De Javasche Bank
Refanny Mayta Novilia
4423126877
Kapal niaga-kapal niaga
Diterjang ombak sampai malaka
Jika tuan hendak membaca
Lupalah jangan sejarah Bank Indonesia
Mari kita ikuti sejarah perkembangan Bank Sentral di Nusantara…

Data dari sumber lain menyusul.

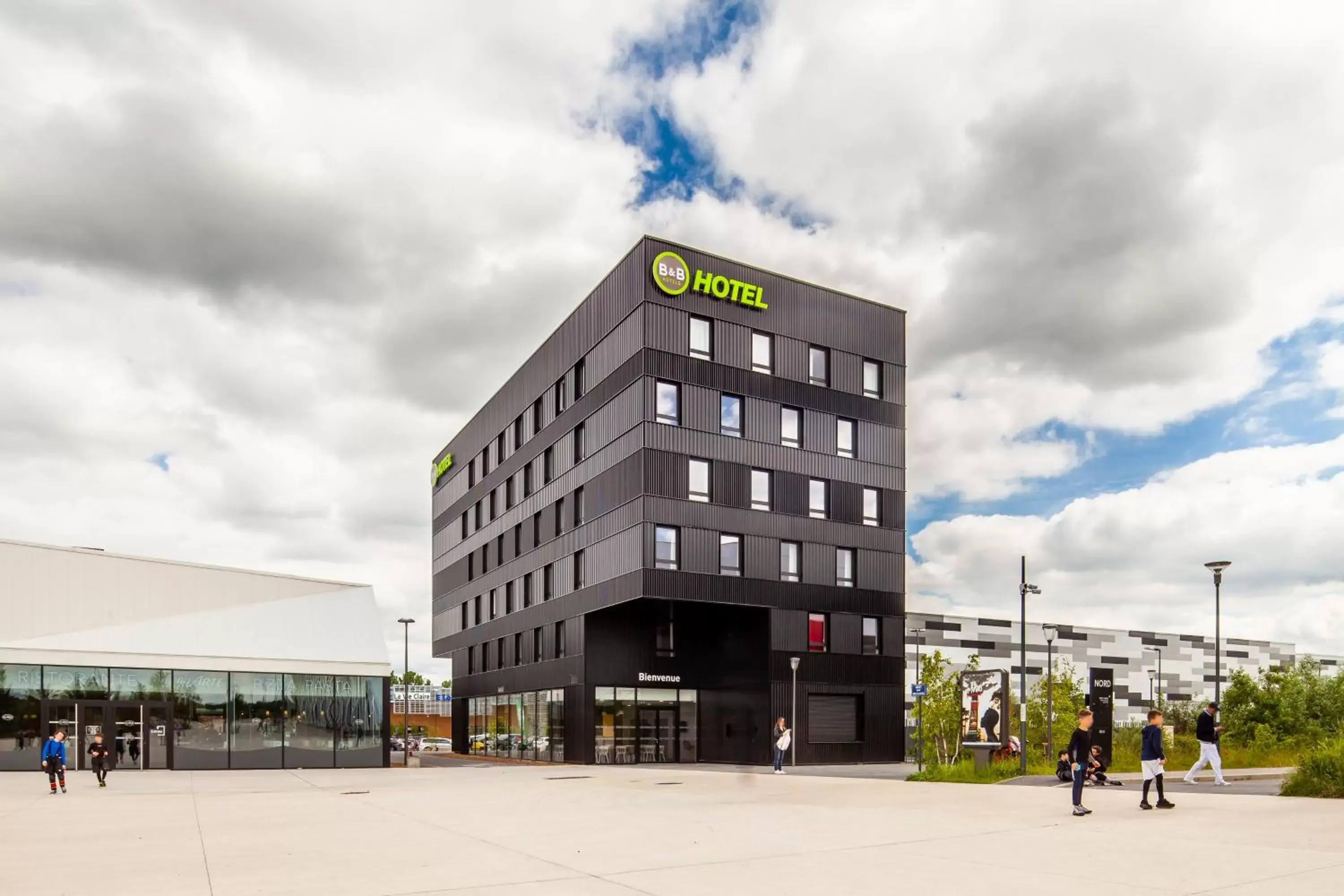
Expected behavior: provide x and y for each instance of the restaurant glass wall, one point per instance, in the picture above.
(21, 710)
(310, 737)
(257, 723)
(358, 712)
(201, 715)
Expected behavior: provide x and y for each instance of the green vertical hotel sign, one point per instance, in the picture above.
(441, 468)
(674, 277)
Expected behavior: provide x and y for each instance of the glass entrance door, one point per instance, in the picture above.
(658, 734)
(92, 722)
(128, 750)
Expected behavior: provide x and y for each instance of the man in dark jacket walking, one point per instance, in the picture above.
(1206, 732)
(99, 758)
(54, 761)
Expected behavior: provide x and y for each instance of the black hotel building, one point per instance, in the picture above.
(697, 478)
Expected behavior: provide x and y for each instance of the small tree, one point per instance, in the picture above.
(1068, 699)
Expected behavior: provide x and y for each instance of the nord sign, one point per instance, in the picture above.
(674, 277)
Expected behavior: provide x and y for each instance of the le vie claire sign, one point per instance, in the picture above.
(674, 277)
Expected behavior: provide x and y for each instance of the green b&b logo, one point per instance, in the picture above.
(671, 273)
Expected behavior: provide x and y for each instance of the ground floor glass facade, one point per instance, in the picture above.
(518, 726)
(193, 719)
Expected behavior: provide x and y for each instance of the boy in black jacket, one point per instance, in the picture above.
(1154, 757)
(1080, 757)
(99, 755)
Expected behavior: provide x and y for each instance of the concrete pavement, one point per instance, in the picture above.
(569, 831)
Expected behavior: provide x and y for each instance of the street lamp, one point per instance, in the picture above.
(1217, 567)
(793, 720)
(406, 692)
(1023, 590)
(1158, 703)
(1051, 633)
(920, 699)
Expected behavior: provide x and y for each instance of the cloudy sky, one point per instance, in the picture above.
(260, 261)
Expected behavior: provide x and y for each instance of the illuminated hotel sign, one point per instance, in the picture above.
(674, 277)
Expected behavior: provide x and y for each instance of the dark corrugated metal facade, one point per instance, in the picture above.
(545, 526)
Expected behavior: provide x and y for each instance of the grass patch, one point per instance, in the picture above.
(965, 771)
(1320, 773)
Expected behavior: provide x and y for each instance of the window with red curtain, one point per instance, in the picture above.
(818, 632)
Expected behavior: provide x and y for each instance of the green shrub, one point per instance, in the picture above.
(1320, 773)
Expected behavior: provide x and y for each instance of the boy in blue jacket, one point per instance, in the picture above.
(54, 761)
(1152, 758)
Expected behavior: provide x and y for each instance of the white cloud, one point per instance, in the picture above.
(1135, 559)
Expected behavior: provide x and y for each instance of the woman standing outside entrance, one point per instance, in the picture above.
(783, 737)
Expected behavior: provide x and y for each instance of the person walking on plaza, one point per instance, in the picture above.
(99, 757)
(781, 738)
(54, 761)
(1080, 757)
(1152, 758)
(1206, 732)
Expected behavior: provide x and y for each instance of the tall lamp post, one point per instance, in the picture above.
(1023, 590)
(1217, 567)
(1158, 702)
(793, 720)
(1051, 633)
(920, 699)
(406, 692)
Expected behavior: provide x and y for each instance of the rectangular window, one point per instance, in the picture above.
(730, 555)
(844, 567)
(873, 379)
(730, 416)
(760, 489)
(668, 404)
(818, 503)
(762, 354)
(702, 339)
(819, 366)
(871, 636)
(666, 548)
(818, 632)
(871, 512)
(699, 489)
(791, 555)
(791, 428)
(846, 439)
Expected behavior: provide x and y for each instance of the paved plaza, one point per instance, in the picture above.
(514, 831)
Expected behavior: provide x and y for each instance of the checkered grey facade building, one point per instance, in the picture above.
(1187, 659)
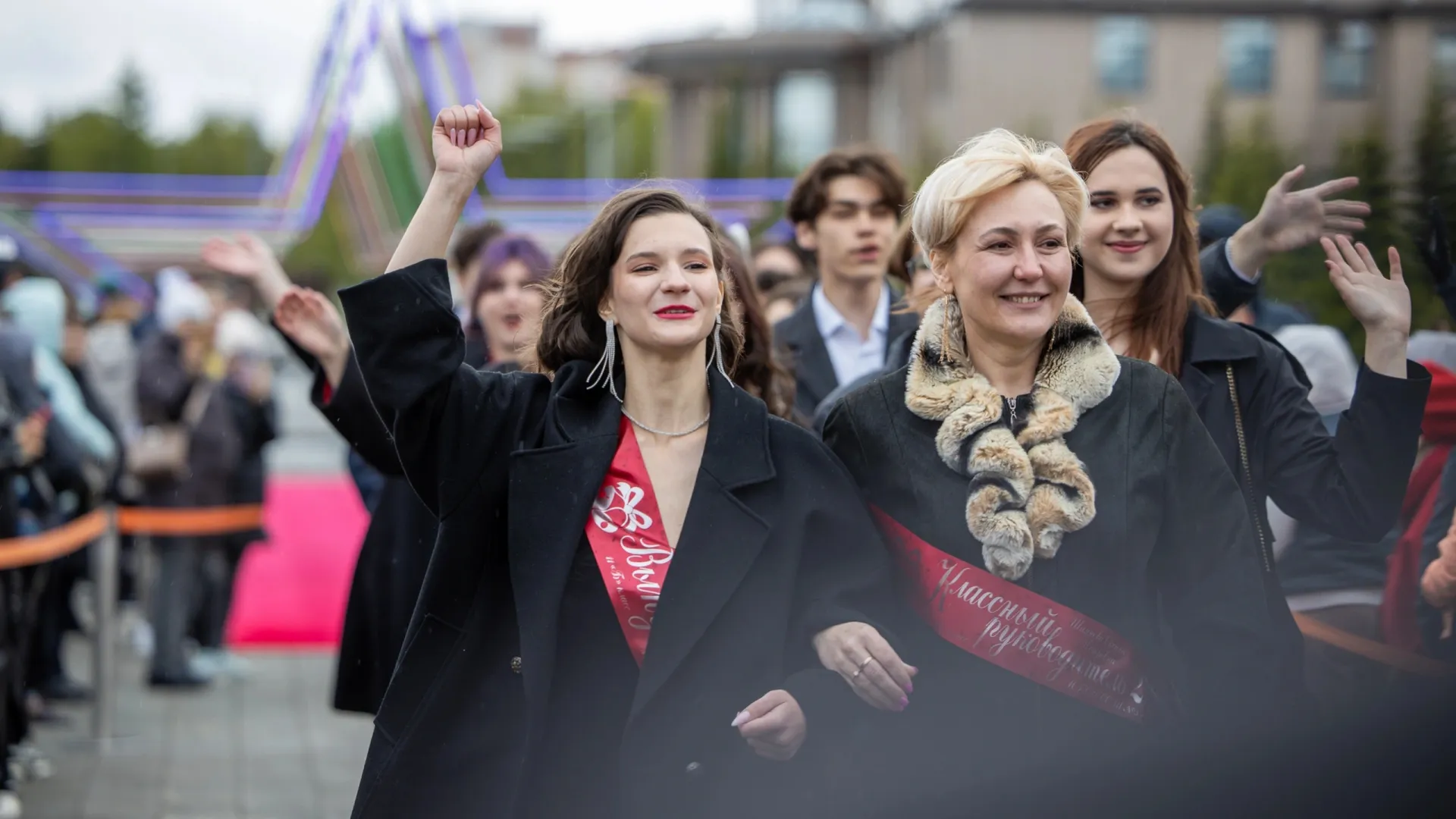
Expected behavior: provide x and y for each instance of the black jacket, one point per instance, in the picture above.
(1350, 483)
(802, 349)
(1168, 561)
(775, 547)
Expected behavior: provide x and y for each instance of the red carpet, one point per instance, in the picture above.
(291, 589)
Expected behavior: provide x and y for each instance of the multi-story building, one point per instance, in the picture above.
(921, 76)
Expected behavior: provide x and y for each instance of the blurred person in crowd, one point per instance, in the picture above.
(22, 444)
(111, 356)
(1068, 532)
(243, 344)
(910, 267)
(506, 302)
(1141, 281)
(1435, 346)
(395, 554)
(1332, 579)
(638, 337)
(1220, 223)
(38, 308)
(1420, 522)
(775, 262)
(783, 299)
(759, 372)
(465, 261)
(175, 390)
(845, 209)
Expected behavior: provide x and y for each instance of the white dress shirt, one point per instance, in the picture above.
(852, 354)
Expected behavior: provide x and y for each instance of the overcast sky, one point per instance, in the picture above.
(255, 57)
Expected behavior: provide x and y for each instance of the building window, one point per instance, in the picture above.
(1445, 55)
(1248, 55)
(1122, 53)
(802, 117)
(1348, 52)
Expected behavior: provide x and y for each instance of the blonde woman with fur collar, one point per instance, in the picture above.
(1079, 558)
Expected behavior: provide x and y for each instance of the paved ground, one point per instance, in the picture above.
(264, 748)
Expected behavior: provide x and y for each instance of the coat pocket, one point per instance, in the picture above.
(417, 676)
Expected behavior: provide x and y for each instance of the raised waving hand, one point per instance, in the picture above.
(466, 139)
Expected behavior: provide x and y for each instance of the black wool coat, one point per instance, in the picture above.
(775, 548)
(1168, 561)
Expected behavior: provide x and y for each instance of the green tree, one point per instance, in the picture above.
(548, 136)
(218, 146)
(1215, 140)
(1435, 168)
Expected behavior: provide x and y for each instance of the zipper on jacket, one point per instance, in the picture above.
(1248, 474)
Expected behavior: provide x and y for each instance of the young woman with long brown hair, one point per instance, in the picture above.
(1141, 280)
(632, 556)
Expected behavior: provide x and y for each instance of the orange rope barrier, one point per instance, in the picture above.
(57, 542)
(1382, 653)
(218, 521)
(136, 521)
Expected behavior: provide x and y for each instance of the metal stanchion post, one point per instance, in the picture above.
(104, 648)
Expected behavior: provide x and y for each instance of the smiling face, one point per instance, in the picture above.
(852, 237)
(664, 290)
(1011, 267)
(1130, 224)
(509, 309)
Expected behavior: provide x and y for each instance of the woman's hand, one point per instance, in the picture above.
(868, 665)
(1381, 305)
(1291, 221)
(315, 324)
(774, 726)
(466, 140)
(251, 260)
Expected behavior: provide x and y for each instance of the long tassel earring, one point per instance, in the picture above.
(946, 328)
(718, 349)
(604, 372)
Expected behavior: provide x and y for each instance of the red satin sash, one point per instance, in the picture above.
(1017, 629)
(629, 541)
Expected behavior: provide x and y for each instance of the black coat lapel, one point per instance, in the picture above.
(551, 496)
(721, 537)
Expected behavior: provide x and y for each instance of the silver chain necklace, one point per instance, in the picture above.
(688, 431)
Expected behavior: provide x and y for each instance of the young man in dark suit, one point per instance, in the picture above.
(845, 209)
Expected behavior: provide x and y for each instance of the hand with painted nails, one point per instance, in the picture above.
(310, 321)
(1291, 219)
(1379, 303)
(774, 726)
(466, 140)
(864, 657)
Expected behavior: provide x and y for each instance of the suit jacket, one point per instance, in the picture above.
(774, 550)
(802, 347)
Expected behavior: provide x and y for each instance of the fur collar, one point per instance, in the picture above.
(1025, 485)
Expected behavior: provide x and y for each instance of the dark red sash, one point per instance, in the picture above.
(629, 541)
(1019, 630)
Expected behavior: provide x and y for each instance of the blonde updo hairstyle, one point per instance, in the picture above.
(983, 165)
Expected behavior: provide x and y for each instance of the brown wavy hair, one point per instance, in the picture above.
(1161, 309)
(759, 371)
(573, 328)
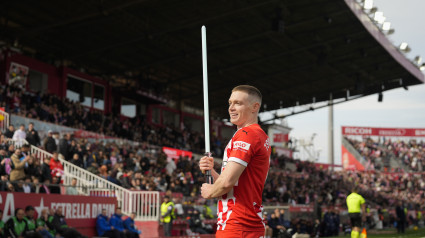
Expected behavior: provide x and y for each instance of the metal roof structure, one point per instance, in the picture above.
(293, 51)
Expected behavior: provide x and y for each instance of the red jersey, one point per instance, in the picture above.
(240, 208)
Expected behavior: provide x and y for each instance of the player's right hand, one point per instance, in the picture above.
(206, 163)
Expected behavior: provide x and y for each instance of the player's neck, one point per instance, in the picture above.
(248, 124)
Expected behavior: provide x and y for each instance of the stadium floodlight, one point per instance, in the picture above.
(373, 10)
(380, 97)
(404, 47)
(386, 26)
(368, 4)
(390, 31)
(379, 17)
(418, 60)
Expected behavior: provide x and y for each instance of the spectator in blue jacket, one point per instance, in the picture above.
(129, 225)
(117, 222)
(104, 228)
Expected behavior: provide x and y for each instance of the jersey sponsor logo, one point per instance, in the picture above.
(267, 144)
(241, 145)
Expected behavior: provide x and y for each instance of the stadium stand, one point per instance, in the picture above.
(410, 153)
(290, 182)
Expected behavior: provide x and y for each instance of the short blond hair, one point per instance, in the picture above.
(250, 90)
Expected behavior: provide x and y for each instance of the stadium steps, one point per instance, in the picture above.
(354, 152)
(145, 204)
(393, 160)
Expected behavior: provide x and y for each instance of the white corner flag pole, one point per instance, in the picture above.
(208, 177)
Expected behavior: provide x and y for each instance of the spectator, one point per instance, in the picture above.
(1, 224)
(331, 223)
(64, 146)
(50, 143)
(45, 187)
(401, 217)
(62, 227)
(104, 228)
(55, 186)
(46, 173)
(44, 223)
(20, 134)
(10, 132)
(56, 167)
(27, 186)
(77, 161)
(16, 226)
(117, 222)
(6, 163)
(18, 172)
(72, 190)
(32, 135)
(129, 225)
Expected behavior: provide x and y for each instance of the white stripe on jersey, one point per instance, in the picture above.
(239, 161)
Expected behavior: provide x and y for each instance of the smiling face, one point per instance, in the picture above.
(243, 109)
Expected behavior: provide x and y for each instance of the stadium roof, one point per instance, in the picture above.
(293, 51)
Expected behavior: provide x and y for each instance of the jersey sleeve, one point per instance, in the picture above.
(362, 201)
(243, 147)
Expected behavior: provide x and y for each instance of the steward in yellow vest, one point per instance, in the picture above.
(167, 215)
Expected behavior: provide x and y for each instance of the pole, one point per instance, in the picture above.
(331, 133)
(208, 177)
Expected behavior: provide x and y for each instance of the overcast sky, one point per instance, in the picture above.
(400, 108)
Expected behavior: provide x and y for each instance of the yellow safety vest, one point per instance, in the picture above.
(164, 210)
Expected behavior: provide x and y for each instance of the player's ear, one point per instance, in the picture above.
(256, 107)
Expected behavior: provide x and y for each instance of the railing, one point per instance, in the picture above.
(144, 204)
(4, 124)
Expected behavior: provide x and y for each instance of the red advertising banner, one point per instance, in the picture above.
(280, 137)
(283, 151)
(301, 208)
(377, 131)
(175, 153)
(349, 161)
(89, 134)
(326, 166)
(80, 211)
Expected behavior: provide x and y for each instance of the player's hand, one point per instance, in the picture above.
(206, 163)
(206, 190)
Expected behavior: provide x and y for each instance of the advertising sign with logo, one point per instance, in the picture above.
(388, 132)
(80, 211)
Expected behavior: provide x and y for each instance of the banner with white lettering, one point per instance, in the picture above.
(80, 211)
(379, 131)
(176, 153)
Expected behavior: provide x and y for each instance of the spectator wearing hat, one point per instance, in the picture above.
(129, 225)
(50, 143)
(19, 162)
(104, 227)
(16, 226)
(10, 131)
(72, 190)
(32, 135)
(56, 167)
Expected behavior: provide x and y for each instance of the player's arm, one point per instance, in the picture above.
(225, 182)
(207, 163)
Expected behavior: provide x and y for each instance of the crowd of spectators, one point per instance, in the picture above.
(411, 153)
(145, 167)
(50, 223)
(51, 108)
(378, 152)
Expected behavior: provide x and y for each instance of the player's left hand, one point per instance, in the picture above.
(206, 190)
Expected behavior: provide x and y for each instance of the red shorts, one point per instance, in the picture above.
(239, 234)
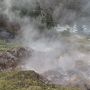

Bank Indonesia adalah bank sentral yang dimiliki oleh Indonesia. Bank
Indonesia terletak Jl. MH. Thamrin 2 Jakarta. Tugas Bank Indonesia sebagai bank
sentral adalah menetapkan dan melaksanakan kebijakan moneter, mengatur dan
menjaga kelancaran sistem pembayaran, dan yang terakhir mengatur dan mengawasi
bank. Tujuan utama dari Bank Indonesia ialah mencapai dan memelihara kestabilan
rupiah. Karena itu bank Indonesia yang mengatur arus jalannya uang di
Indonesia. Bank Indonesia juga adalah satu-satunya bank yang memiliki hak
untuk mengedarkan uang di Indonesia. Selain itu bank Indonesialah yang
memberikan izin apakah bank ini bisa didirikan atau tidak. Itu adalah sebagian
kecil dari Bank Indonesia. Namun yang akan kita bahas sekarang adalah tentang
praBank Indonesia. Dahulu Bank Indonesia dikenal dengan nama De
Javasche Bank.
· Periode De Javasche Bank
1. Periode Oktroi I – VIII
(1828 -1922)
De
Javasche Bank adalah bank sentral milik pemerintah Hindia Belanda yang di
bentuk pada tanggal 11 Oktober 1827. Pada awalnya, pemerintah kolonial Belanda
pada tahun1824 membentuk Nederlandsche Handels Maatschappij (NHM) untuk
manangani ekspor hasil bumi dari Hindia Belanda. Karena perkebunan dan
pertambangan memberikan hasil yang menguntungkan, dan usahanya naik dengan
pesat, maka para pengusaha Belanda memerlukan sesuatu untuk membantu mereka
dalam mengembangkan ussahanya. Kondisi keuangan di Hindia Belanda sedikit
kacau. Maka itu dibtuuhkan sutu lembaga keuangan untuk mengatasi hal tersebut.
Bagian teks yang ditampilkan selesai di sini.